For those of you that do not know, I happen to reside in the beautiful state of Colorado. I mention this because come December, Denver (the capital of said state) will be hosting a Magic: the Gathering Grand Prix that is of the Standard format (I probably missed a TM in there somewhere, but oh well). Psychological as it may be, a hometown Grand Prix means the stakes are raised and I want to do well at this one.

With that in mind, today begins the preparation process to make that as feasible as possible. Over the last few months, I have typically rolled out a new brew with some ideas on how to get it to the next level, but often that's where my exploration ends. I want to move on to the next thing and discover whatever it is. Without a specific tournament on the horizon, there isn't much incentive to maintain one deck and focus your efforts on it. With an important tournament coming up though, that all changes.

Whereas before I was incentivized to explore, now I am incentivized to refine. If I have a good list, it pays me better to work on it and make tweaks to have the best version of it possible than it does to keep probing the format for new possibilities. Of course, in that probing process I could stumble upon something great, but the chances are low and therefore the return on my time and investment is low. Narrowing in and focusing on a deck with three or four weeks of prep to improve it is likely to have an extremely high return.

By that point, you are getting to maneuver specific sideboard cards or adjust bad matchups. Your level of understanding the deck gets to a point where you can make minute adjustments and be confident in their impact. This is how you arrive at the best possible list. If you just put in your normal amount of brew time and come up with a cool deck, you might get lucky with it, but more than likely there will be small imperfections that will add up over the course of a tournament. These are the bumps you look to smoothe out when you focus on one brew for a long time.

Back to Black

Before Kaladesh, I spent considerable time working on Mono-Black Eldrazi. The idea was basically to merge a disruptive midrange deck with a surprisingly aggressive set of creatures that can close out a game quickly. Against slower control decks and combo decks, this strategy is extremely effectively, putting the opponent off some number of turns while you Go for the Throat. If you look at the state of current Standard, it sure has a lot of these control and combo decks, so I wanted to look into Mono-Black Eldrazi once again.

It is true that aggro decks are also relatively popular right now, but Eldrazi has the tools to beat those decks if you know what you are doing. Wasteland Strangler, Bearer of Silence, spot removal, Flaying Tendrils, and Filigree Familiar are all excellent against decks trying to go faster than you. So, if we combine the natural strength of Mono-Black Eldrazi against slower decks and combo decks, with its ability to adapt against aggro, I think we have a great candidate to invest our time into.

Kaladesh actually added a staggering number of cards into the pool from which we draw. Last week we got to show off some of these toys in a much less reliable deck featuring a lot of haste creatures. While that shell is not likely to be great for Denver, the trio of Scrapheap Scrounger, Smuggler's Copter and Key to the City were absolutely great and should cross over nicely into a Mono-Black Eldrazi.
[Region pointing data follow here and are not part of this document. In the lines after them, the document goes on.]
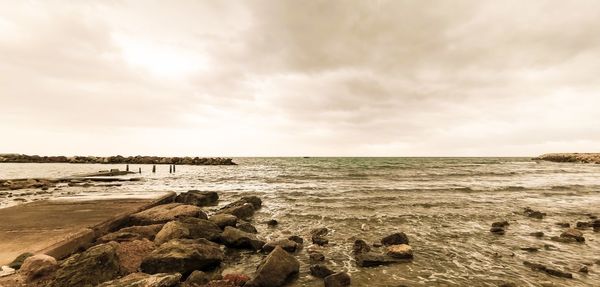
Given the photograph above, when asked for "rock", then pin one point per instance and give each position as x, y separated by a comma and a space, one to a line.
17, 262
236, 238
132, 233
96, 265
191, 228
244, 211
360, 246
222, 220
165, 213
395, 239
38, 266
534, 213
500, 224
198, 278
183, 255
171, 230
286, 244
320, 271
340, 279
145, 280
131, 254
296, 239
198, 198
236, 279
275, 269
246, 227
319, 240
550, 271
573, 233
537, 234
319, 232
400, 251
497, 230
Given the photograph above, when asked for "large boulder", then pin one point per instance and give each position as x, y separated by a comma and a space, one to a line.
395, 239
340, 279
183, 255
145, 280
198, 198
191, 228
286, 244
131, 254
222, 220
38, 266
98, 264
165, 213
132, 233
275, 269
233, 237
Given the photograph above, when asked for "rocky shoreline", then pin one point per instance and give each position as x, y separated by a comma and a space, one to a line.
179, 244
570, 157
22, 158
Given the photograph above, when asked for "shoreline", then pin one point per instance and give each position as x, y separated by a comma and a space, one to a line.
570, 157
23, 158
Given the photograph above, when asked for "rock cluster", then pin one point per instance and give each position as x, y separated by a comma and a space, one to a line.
177, 245
4, 158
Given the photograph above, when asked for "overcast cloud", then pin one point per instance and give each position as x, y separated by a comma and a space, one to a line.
272, 78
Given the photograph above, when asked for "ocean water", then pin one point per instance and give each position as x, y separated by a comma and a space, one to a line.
444, 205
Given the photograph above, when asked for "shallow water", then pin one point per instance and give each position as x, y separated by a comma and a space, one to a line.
445, 205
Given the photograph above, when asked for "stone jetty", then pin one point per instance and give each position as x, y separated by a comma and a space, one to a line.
188, 241
22, 158
570, 157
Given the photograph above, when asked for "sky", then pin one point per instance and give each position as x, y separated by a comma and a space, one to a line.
299, 78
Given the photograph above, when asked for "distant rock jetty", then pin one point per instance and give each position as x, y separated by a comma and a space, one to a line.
571, 157
22, 158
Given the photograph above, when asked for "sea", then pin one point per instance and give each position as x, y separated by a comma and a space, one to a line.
445, 205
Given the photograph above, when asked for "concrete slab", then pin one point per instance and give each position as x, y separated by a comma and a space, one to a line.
60, 228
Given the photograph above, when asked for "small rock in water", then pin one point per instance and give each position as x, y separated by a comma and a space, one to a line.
340, 279
16, 264
246, 227
500, 224
400, 251
296, 239
320, 271
534, 213
537, 234
548, 270
573, 233
316, 256
497, 230
395, 239
530, 249
360, 246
However, there is one list in Standard right now that blurs the line between aggro and control: White-Blue Flash. The Flash deck has enough control elements to disrupt most decks, especially those with lower curves such that Spell Queller is always on. As a result, I want to go into building my deck with White-Blue Flash specifically in mind. This is actually, in part, how I ended up black as I looked at Harsh Scrutiny and saw a very underused card with a ton of power behind it. Tagging a creature is relevant against basically every deck from Emrakul, the Promised End to Spell Queller to Torrential Gearhulk to Inventor's Apprentice. One mana allows you to get it under most threats and you even get the bonus of a scry which makes opening hands containing the card that much more likely to be keepable. Essentially any hand with two lands and a Scrutiny is fine and on the draw you will sometimes keep just one land.
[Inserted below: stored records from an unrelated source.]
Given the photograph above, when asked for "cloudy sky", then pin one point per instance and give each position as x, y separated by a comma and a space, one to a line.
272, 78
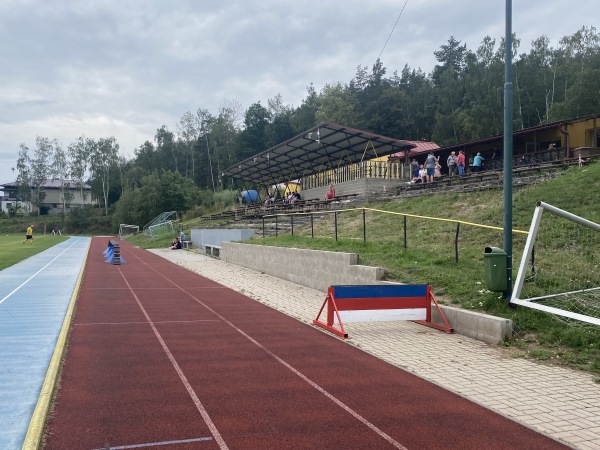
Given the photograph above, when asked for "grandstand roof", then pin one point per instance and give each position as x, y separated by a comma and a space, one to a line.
324, 147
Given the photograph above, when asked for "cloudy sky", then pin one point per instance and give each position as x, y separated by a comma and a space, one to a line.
124, 68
With those new cards in mind and the old shell still fresh in my memory, this is where I started things off for this iteration.

I began with a few one-ofs in the main and side to test with them. Remember, we are not looking to arrive at some quick fix of a deck. I plan to put time and energy into every detail of this list before sleeving it up for Denver. By beginning with a slightly more diverse deck, I can safely explore individual cards while maintaining a cohesive and recognizable game plan around those cards.

We can pad the numbers on any cards that stand out and we can form opinions of whether the bad cards are justified or possibly just sideboard fodder. I value this exploratory phase because it builds a wider and more reliable set of options for later on.

Next week we will start taking a closer look at each individual card choice and try to get our sideboard in order. The following week we will be examining our specific game plan against each of the major Standard archetypes and hopefully by then we have a well-oiled machine ready for Grand Prix Denver.